About 500 people showed up to witness Sand Dollar head back into the Atlantic Ocean. The seal was found beached Jan. 3 in Virginia Beach. (Marvin Joseph -- The Washington Post)

It seemed, to caregivers and many in the crowd, like sending a child into the wide world.

"Come on, little girl. . . . Come on, honey," blue-jacketed staff members from the National Aquarium in Baltimore cooed, as Sand Dollar, scarcely bigger than a cocker spaniel, wriggled from a blue crate onto the beach, where they affixed a satellite transmitter to her fur, the better to keep in touch.

"Oh. Oh. God bless nature," said Jim Mathias, the mayor of Ocean City, as the seal, whiskers twitching, caught a first scent of the ocean.

Dave Quilter of Ocean City was there, too, having arrived at the beach early with his daughter, Samantha, 8, in his pickup, and his big yellow dog, Duke, going nuts in the back. Quilter, a rugged-looking man who owns a surf shop downtown, works on the aquarium's marine animal rescue team and in Ocean City's animal control unit, where "I do all kinds of stuff, like checking storm drains for baby ducks."

Until now, his biggest job was helping to release Inky, a young pygmy sperm whale, in 1994. The whale was beached in New Jersey on Thanksgiving Day, 1993, after having eaten more than three square feet of plastic and a Mylar balloon.

"It is such an emotional feeling to let them go because you put so many hours and hard work into rehabilitating them," Quilter said, as Samantha blurted the moral of Inky's story: "Don't dump trash."

The Baltimore aquarium's Marine Animal Rescue Program responds to about 35 marine animal strandings a year and has released more than 50 patients since its founding in 1991. Only about one-quarter of the animals the group treats can be returned to the wild, and many that it sees die, with humans responsible for at least half of injuries.

Sand Dollar, christened by a schoolchild in a contest sponsored by the aquarium, was found on the shore in Virginia Beach on Jan. 3. Emaciated and dehydrated, the 8-month-old seal had wounds to her left eye, neck and shoulder.

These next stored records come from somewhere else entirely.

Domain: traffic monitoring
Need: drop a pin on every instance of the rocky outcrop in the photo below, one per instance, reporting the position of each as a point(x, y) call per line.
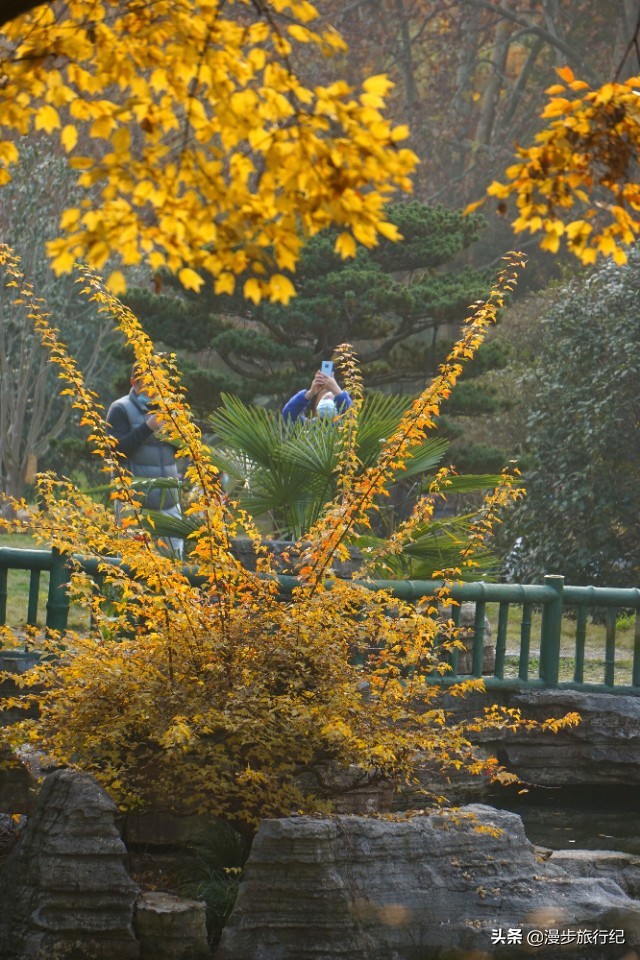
point(622, 868)
point(64, 889)
point(603, 748)
point(171, 928)
point(425, 888)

Rescuers don't know how the injuries occurred. She was rescued by the Virginia Aquarium & Marine Science Center, which treated her injuries and brought her weight up. A month later, the animal was transferred to Baltimore, where a marine ophthalmologist treated her eye and determined that she was still able to hunt.

So it came to pass that Sand Dollar's sendoff took place on the beach in the Ocean City Inlet, its roller-coaster loops and candy-colored signs looming in the distance, like a childhood left behind. Parents and grandparents and scores of small children braved 45-degree temperatures and a bracing wind to watch the seal, still petite at 85 pounds, flop from her crate. The aquarium handlers glued a $2,000 transmitter about the size of a deck of cards to her neck. The device will be lost with the seal's winter fur but meanwhile will provide the aquarium with information on her habits and health, which the public will be able to track on the National Aquarium's Web site, www.aqua.org.

A hush fell over the crowd as the staff moved away and Sand Dollar made her slow way to the surf. A wave washed over her head, dripping from her muzzle. "Oh, that must feel good," somebody said, and the seal plunged into icy emerald water, as everyone cheered.

"I guess with so much bad in the world, it's nice to have a little bit of positive," Quilter said. He put his hands on Samantha's shoulders, and the two stood at the water's edge, sun on their faces, as the seal glanced back, then headed north.

"A good sign," Quilter said, then watched, until glittering froth was all he could see.